The benefits apply whether the person is living independently, often alone, or when they are living in residential care.

Hobbies are particularly helpful for people with Alzheimer’s because they can encourage self-expression, foster emotional connections with others, reduce any anxiety and irritability, make people feel more engaged and help to stir memories.

While it may not always be possible for some of our residents to get out and join local groups, either because of mobility problems or because they have dementia, wherever possible we do try to help them to get out to participate in activities they as an individual might enjoy.

Equally, there are plenty of hobbies our residents can take part in even with limited mobility or early stages of dementia.

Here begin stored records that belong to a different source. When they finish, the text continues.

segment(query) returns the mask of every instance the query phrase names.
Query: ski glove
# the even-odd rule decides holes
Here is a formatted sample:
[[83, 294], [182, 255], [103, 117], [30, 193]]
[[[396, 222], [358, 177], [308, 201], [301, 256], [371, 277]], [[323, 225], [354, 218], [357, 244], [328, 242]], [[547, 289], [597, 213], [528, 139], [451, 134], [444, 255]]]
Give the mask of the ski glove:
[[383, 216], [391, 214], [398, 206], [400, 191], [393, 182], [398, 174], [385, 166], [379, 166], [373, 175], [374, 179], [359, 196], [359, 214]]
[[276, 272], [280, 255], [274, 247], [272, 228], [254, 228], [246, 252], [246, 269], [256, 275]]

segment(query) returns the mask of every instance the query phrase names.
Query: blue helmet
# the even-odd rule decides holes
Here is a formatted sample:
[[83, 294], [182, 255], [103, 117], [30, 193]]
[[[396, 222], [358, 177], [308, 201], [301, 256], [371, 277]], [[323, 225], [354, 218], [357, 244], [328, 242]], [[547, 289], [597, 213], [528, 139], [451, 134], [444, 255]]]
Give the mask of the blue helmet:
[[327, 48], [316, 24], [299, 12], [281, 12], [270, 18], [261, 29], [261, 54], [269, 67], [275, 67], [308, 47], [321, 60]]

For the less mobile they include activities like solving puzzles, playing card games, sewing or knitting, making art and crafts, or creative writing.  These days, writing could involve everything from corresponding with pen friends to creating an online blog or penning a novel. Perhaps amateur genealogy or learning a new language will appeal to some. These are all activities that can help to keep the mind sharp.

Singing is also a good activity for the music lovers because it not only stimulates the lungs but also encourages participation in a group, quite apart from the pleasure of the music itself.

There are plenty of yoga teachers who can adapt their classes to allow for the physical limitations that can come with being elderly. Yoga is in any case a gentle form of exercise that is about remaining supple and maintaining muscle tone.

Other hobbies that could be adapted for residential care include gardening, perhaps tending a planter or pots, and looking after any pets in the residence.

We at Aveley Lodge recognise that our residents are individuals with a wide variety of interests and are always on the look-out for ideas and people to come in to help people with activities that will keep them engaged, stimulated and happy.